1) an original post of 200-words that summarizes the film and (2) an original comment of 100-words to a student post.
2)reply this post
week 13 forum
by Nikki Ponticelli – Thursday, 30 April 2020, 11:52 AM
This video talks about a very important connection between indigenous people and the earth. They are taught about botany, hunting/gathering and essentially environmental science itself in their region. In comparison, there is a separateness to modern day humans from nature, from the way we live away from our farms and see beautiful vistas and national parks as place to visit for recreation. I learned that Indians burn wildlife as a cultural process but that by burning very little at specific times of the year it actually facilitates the growth of more diverse and rich plants and food sources. It also maintains meadows and grasslands to keep the plants healthy. As California tries to fight off wildfires, they dont see that Indians burn in a sustainable way.
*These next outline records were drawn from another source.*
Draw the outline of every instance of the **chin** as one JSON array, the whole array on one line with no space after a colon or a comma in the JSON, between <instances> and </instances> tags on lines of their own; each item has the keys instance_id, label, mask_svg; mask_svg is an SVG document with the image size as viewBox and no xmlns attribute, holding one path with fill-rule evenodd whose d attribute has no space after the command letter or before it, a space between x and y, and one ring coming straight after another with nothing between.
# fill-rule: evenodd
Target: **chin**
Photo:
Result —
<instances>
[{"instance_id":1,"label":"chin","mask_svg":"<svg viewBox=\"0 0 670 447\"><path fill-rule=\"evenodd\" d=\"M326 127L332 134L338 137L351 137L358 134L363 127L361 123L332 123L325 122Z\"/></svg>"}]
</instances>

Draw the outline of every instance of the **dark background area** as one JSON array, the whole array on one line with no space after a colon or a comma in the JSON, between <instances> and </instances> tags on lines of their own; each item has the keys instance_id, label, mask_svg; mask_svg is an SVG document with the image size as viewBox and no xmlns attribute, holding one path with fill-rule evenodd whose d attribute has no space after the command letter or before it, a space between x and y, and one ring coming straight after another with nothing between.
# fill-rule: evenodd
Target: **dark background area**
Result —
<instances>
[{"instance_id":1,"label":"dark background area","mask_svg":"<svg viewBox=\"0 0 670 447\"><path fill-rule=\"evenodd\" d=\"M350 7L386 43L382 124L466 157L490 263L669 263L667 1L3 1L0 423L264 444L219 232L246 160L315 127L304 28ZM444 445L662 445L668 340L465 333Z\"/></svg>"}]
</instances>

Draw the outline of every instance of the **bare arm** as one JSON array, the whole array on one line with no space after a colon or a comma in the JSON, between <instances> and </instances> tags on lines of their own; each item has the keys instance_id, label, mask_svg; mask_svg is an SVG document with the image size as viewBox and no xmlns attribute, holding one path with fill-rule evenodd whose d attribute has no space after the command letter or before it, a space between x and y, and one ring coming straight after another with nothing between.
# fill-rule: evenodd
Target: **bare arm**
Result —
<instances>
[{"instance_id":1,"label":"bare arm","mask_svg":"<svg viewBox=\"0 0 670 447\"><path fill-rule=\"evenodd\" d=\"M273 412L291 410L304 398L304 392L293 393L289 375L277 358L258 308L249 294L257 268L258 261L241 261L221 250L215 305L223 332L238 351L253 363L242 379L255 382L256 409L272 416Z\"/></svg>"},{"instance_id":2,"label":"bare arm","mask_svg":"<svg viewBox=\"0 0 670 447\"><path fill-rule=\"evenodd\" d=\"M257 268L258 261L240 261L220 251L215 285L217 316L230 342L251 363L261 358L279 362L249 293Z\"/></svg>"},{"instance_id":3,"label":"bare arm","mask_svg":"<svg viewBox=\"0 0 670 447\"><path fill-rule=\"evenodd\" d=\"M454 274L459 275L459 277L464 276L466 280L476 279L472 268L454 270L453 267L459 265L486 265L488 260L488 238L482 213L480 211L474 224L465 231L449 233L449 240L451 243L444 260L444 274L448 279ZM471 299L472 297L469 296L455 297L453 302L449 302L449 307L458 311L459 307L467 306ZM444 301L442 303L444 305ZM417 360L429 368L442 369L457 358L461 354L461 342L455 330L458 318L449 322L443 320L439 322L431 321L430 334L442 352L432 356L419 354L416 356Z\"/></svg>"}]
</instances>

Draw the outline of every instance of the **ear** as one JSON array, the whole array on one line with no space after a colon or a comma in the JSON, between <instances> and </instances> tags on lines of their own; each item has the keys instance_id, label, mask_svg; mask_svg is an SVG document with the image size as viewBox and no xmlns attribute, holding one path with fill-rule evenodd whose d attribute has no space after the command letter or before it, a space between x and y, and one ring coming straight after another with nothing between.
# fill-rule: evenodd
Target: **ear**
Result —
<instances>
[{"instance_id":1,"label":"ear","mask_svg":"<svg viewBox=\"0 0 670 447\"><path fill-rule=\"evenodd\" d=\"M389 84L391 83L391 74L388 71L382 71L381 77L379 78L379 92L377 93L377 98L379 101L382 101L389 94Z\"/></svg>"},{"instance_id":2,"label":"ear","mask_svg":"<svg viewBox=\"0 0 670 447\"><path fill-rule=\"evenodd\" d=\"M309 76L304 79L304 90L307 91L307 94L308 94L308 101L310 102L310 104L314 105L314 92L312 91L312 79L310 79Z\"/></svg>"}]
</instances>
They plant more trees in between the space burned which actually fuels uncontrolled wildfires to spread more. This is also a form of political and social oppression of Indians and their environment.
The video then talks about fishing rights and how salmon fishing is central to their survival. Salmon is a part of their life in California specifically. When the government began enforcing fishing laws, indigenous people had to go to court in order to maintain their fishing rights even if those water sources were not on their land. They still face a lot of pushback but should be considered exempt from the prevention of overfishing in America because they fish for their survival.
I also found it interesting to learn the ways they naturally harvest, such as how they roast acorns with soap stones and handmade baskets and their use of chia seeds for a healthy protein source.